Bhutan, Chile, Hong Kong, Laos, New Zealand and Taiwan.
An announcement was made about Iran’s plans but these appear to be for a wholesale CBDC.
With under 100 days to go to the winter Olympics, China is encouraging domestic and foreign retailers to enable payment using the e-Yuan, China’s CBDC. Although foreign visitors will not be able to travel to China for the Olympics, it continues to work towards having the e-Yuan up and running.
McDonalds is reported to be allowing consumers to use digital renminbi wallets at 270 locations in Shanghai. However, China wants the roll-out expanded. It's being reported that it also wants Olympics sponsors such as Nike and Visa to include e-Yuan in their payment systems.
Beijing is promoting the use of the e-Yuan by offering discounts on bus, subway and suburban rail service in the capital using the mobile wallet issued by the Industrial and Commercial Bank of China or using the RuubyPay app.
A new foundation has been launched with the aim of making sure the UK is at the forefront of issuing a CBDC. The foundation sees a digital pound as vital to maintaining the UK’s leading fintech position.

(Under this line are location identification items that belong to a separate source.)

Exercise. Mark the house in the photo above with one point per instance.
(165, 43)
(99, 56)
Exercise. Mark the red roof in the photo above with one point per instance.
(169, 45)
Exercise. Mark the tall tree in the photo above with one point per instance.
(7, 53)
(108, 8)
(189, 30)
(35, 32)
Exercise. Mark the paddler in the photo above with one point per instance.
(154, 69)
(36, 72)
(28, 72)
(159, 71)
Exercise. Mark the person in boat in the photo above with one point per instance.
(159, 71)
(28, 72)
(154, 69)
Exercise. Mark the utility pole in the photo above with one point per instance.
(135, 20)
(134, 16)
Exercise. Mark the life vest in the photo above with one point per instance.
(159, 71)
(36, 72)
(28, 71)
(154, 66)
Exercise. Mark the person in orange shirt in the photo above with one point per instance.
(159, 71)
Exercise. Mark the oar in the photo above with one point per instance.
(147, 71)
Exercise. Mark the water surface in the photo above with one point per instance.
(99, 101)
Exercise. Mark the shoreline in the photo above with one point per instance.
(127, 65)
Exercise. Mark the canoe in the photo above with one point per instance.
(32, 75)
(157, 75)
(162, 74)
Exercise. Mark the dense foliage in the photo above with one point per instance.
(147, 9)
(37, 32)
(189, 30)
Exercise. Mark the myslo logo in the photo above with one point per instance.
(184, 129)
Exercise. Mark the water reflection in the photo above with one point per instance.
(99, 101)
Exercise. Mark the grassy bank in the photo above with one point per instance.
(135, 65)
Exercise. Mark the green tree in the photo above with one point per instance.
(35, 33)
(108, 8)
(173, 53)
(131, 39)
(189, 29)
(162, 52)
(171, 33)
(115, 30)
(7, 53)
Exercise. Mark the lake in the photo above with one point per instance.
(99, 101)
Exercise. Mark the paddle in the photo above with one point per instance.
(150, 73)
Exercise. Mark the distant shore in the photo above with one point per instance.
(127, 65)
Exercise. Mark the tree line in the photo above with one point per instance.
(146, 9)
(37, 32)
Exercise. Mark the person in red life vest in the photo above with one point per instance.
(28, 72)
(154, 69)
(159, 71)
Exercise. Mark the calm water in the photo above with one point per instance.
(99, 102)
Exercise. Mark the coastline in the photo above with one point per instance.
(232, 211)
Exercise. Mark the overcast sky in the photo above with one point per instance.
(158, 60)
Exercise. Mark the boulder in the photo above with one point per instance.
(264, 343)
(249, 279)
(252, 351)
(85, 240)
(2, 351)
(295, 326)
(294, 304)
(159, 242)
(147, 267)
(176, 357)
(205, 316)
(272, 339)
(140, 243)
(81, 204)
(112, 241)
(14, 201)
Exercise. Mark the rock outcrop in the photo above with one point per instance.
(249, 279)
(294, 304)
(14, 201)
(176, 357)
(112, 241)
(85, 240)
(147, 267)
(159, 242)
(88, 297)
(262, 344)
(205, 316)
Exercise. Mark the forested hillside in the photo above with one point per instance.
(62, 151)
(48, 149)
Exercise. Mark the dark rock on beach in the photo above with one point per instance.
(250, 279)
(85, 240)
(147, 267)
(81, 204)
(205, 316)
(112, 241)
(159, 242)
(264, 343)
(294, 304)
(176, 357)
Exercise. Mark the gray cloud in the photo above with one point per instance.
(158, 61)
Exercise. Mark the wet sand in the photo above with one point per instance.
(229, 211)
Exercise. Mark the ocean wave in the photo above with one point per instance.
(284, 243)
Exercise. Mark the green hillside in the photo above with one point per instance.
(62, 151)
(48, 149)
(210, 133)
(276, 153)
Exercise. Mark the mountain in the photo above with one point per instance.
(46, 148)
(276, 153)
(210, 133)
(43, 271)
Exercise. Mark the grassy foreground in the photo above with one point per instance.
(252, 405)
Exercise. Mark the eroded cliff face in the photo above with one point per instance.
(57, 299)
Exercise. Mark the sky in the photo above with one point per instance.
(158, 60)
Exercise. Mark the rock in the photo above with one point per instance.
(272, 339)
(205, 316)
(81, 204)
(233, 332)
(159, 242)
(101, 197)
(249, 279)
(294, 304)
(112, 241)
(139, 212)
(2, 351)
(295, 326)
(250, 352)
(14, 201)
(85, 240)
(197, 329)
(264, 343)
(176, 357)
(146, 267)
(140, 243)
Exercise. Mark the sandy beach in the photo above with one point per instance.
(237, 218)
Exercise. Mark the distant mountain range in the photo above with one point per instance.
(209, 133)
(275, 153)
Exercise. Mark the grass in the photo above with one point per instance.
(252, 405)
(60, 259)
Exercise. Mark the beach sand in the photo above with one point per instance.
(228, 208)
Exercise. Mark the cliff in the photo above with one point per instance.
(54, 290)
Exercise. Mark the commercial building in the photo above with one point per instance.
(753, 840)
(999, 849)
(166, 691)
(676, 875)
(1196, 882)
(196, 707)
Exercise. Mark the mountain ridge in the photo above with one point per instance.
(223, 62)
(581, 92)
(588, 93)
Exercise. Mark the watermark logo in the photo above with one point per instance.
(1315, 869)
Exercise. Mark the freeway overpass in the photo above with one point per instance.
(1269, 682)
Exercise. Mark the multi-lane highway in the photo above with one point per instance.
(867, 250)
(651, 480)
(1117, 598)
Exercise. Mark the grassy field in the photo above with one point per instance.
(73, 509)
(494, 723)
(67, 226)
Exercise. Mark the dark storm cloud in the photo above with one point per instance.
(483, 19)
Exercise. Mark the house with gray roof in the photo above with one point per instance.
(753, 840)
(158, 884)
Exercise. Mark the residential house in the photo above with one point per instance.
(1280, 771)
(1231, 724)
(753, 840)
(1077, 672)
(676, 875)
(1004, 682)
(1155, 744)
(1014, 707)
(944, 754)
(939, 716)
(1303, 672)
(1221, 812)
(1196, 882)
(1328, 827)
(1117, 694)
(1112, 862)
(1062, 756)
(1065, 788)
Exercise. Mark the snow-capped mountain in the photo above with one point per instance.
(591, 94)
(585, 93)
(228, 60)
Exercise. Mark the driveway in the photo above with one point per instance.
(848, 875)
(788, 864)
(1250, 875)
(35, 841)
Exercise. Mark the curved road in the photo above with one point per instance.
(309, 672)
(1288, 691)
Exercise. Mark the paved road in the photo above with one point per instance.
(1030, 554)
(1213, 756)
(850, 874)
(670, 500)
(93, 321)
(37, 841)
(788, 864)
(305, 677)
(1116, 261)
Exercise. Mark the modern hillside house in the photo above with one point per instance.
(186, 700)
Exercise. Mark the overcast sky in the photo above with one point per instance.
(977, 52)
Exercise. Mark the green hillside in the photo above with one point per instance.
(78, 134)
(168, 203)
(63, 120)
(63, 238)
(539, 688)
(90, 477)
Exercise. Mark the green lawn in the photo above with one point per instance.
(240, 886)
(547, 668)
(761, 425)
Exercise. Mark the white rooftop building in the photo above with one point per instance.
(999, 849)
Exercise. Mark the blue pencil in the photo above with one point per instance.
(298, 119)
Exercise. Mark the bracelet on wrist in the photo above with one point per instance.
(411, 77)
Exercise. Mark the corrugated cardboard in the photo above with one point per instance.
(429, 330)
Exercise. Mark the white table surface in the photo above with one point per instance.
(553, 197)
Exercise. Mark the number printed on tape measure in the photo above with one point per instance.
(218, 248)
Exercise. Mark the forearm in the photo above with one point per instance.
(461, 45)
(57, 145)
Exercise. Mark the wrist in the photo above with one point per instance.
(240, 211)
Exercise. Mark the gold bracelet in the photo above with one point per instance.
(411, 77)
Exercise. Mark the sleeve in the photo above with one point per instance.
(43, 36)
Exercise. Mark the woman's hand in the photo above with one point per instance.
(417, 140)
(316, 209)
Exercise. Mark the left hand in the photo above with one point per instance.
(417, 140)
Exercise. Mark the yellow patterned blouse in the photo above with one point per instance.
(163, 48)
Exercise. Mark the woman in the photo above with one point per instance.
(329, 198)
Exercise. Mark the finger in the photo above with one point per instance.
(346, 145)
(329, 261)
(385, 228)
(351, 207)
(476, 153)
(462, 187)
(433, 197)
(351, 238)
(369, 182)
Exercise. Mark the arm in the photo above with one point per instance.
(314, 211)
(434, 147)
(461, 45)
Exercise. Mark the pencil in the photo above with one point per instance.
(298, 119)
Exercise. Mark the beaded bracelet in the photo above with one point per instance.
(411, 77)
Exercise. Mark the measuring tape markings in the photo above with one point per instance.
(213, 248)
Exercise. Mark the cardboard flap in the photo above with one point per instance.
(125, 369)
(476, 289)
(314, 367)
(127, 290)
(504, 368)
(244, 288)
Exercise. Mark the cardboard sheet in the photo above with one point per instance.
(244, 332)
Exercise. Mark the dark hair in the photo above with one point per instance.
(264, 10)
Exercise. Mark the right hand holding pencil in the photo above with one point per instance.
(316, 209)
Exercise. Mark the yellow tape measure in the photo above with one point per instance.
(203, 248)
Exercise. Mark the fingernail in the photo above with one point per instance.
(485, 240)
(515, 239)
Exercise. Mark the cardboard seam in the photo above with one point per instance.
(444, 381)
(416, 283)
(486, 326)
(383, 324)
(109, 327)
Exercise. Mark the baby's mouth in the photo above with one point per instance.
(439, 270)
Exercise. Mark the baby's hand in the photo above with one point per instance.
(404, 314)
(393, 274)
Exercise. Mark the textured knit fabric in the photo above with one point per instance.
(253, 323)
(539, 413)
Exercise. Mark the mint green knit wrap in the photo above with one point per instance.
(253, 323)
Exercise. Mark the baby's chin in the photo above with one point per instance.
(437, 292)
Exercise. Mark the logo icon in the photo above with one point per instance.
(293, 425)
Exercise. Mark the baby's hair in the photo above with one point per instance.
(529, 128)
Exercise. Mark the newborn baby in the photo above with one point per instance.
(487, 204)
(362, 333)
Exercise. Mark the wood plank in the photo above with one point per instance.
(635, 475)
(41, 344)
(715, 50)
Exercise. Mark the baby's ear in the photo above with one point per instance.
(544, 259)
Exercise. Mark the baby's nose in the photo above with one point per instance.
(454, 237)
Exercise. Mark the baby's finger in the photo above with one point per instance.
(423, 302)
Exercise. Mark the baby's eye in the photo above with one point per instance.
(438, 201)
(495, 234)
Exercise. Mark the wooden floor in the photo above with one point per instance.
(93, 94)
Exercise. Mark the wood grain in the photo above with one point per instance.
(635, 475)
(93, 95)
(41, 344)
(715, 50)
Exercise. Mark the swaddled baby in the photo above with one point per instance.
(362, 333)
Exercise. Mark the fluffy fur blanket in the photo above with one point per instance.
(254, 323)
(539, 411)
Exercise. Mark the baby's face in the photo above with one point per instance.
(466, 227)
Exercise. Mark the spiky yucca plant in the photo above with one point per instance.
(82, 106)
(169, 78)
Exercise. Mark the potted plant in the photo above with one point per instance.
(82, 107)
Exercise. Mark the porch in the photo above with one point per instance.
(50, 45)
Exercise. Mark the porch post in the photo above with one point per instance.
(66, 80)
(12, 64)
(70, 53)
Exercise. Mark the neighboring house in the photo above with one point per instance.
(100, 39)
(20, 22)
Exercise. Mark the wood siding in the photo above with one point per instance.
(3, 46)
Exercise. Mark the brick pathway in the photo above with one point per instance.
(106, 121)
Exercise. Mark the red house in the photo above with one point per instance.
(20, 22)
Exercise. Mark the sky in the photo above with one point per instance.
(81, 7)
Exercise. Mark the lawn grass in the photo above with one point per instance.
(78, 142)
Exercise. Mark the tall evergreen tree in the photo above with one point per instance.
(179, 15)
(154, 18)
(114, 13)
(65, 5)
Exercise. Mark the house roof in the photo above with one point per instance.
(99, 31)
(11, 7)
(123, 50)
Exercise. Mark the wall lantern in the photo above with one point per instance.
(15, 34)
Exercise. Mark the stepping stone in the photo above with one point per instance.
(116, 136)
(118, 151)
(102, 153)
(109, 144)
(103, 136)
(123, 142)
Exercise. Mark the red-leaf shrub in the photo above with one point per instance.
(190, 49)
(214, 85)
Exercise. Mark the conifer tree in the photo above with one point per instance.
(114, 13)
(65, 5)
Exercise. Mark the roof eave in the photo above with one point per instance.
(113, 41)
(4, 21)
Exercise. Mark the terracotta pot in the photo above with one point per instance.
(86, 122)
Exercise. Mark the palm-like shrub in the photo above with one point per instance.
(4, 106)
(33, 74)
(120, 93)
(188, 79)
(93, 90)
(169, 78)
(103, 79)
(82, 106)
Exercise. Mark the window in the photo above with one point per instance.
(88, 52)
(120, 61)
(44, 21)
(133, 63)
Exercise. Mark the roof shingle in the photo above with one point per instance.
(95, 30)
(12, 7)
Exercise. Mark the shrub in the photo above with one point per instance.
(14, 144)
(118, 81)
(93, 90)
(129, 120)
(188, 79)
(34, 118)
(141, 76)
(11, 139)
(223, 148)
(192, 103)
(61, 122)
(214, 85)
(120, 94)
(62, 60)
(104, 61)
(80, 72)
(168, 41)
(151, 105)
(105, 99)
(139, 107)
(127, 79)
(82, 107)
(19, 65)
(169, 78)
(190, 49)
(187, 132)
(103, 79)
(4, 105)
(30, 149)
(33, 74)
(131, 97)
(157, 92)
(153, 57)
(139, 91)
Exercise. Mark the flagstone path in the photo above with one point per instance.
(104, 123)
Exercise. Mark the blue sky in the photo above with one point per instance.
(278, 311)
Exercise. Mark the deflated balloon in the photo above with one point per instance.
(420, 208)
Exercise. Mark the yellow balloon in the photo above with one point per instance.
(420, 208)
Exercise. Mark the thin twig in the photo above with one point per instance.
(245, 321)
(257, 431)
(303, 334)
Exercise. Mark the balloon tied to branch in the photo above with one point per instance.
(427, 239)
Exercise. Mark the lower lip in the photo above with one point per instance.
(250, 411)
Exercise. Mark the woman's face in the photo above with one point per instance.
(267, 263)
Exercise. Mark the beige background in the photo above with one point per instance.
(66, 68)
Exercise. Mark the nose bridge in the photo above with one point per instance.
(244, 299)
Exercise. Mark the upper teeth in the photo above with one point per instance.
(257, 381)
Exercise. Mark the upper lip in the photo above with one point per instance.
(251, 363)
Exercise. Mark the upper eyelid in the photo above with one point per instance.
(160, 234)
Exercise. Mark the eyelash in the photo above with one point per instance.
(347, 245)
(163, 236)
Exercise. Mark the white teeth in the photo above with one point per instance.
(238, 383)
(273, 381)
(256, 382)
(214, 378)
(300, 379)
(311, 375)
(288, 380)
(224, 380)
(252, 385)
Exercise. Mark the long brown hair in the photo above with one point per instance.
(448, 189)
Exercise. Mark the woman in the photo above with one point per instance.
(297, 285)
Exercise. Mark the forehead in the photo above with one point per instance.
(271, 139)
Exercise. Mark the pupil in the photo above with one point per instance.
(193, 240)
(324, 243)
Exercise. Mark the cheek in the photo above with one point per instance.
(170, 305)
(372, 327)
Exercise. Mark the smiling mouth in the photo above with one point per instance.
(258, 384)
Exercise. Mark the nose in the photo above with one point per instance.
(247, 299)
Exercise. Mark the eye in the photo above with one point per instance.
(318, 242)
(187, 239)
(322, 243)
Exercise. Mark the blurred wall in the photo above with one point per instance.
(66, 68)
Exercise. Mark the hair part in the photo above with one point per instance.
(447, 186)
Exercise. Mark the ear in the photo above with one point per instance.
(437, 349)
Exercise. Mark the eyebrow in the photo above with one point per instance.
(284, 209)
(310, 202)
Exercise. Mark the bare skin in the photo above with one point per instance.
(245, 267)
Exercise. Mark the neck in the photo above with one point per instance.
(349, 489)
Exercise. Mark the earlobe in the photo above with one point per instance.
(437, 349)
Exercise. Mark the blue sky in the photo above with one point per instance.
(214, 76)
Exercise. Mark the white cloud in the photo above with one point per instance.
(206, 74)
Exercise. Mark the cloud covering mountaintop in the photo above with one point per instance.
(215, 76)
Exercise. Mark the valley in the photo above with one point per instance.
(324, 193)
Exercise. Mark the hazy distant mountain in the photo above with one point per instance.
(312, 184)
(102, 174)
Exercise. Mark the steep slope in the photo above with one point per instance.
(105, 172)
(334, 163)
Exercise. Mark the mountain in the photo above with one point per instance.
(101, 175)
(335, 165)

The Chair of the foundation is Jeremy Wilson, ex-Barclays Bank, and backers of the foundation include Accenture, CGI Group and Ripple. The foundation says it will carry out research and be advocates for an ‘inclusive, well-regulated, secure and transparent ecosystem that encompasses both CBDCs and privately-issued forms of digital money’.
Accenture is heavily involved in a Digital Dollar Project, a not-for-profit to encourage research and public discussion about a CBDC in the US.
The European Central Bank (ECB) will consult with technology experts in technical talks as part of its investigations into designing a CBDC.
Four issues will be addressed.
How to balance protecting privacy while enabling the tracing of financial payments for retail payments. How do the technologies that do this work with user authentication solutions for payments?
When the payment solution is not linked to an external system, how can conducting consecutive payments be secured? How can the top-up process and the use of secure elements be made more convenient?
Thinking about bearer-based or account-based solutions, how can top-ups, funding and defunding be made easy either manually or automatically?
What is known about households’ behaviour either in normal times or during times of financial distress? What happens if the hoarding of large sums of money in wallets or accounts is directly or indirectly limited? What happens to the usability and uptake of the payment solution?
The technical talks will be online in closed session. Applications to take part close on 30 November 2021. The ECB has named 30 members of its Digital Euro Advisory group to help shape the design and distribution of the potential digital euro.
Augentic GmbH and Orell Füssli Ltd. Security Printing are to work as partners to provide central banks with solutions for CBDCs. The partnership brings together a technology leader in the digital world and a banknote printer that understands currency and central banks.
The goal is for Augentic and Orell Füssli to provide Central Banks and Governments with a secure, digital and conventional currency solution as well as maximise the control of it. The press release describes a ‘Smart Banknote CBDC solution’ combining Orell Füssli’s highly secure banknotes with the Augentic CBDC Platform including trustwise.io Distributed Ledger Technology (DLT). This is a rather different offer from the approach of G+D and SICPA who are already active and well-established working on retail CBDCs.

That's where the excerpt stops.